The reedbeds were shimmering in front of the poplars...
...and large swathes of the sandy soil had been ploughed.
This was the view, looking back to the Maltings, with its cafes, shops and famous concert hall.
I saw one tiny fish in the water and a couple of flies or midges above it, but it was really the reed reflections that caught my eye.
The gulls were out in force.
There were a few small waders and some Shelduck in among them.
These small flecks of green must indicate new growth in the reedbed.
I wonder who will find these remaining rosehips.
The land here is very flat, and I love the marked bands of colour - green, gold, blue, more green and more blue - that can be seen.
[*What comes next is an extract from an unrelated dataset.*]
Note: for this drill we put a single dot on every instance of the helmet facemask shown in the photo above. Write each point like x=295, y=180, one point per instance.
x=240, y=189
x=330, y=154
We stopped to listen for birds, but apart from the cooing sound of some distant Wood Pigeons, we heard very little above the sounds of an aeroplane overhead, some traffic in the distance and what was probably the motor of some kind of farm machinery.
There may not have been much sound on the marsh, but the view from the boardwalk is always rather special, with these stark trunks. Robert Macfarlane called these skeleton trees 'rampikes' on his Twitter feed on 24 September 2019. I always thought that trees like these had been struck by lightning, but I believe these ones may have been damaged by flooding.
On the east coast of the USA, stands of waterlogged trees are known as ghost forests. You can just see Iken church through the bare branches.
I'm guessing a Muntjac has been making its way through the reeds on a fairly regular basis.
There was a last shimmer of light as we took a last look at the poplars.
The moon rose over the water...
... as our shadows began to lengthen.
Gusts in the high 60s (mph) are predicted for our area tomorrow (i.e. for Sunday 9 February). Do check the forecast if you are out and about.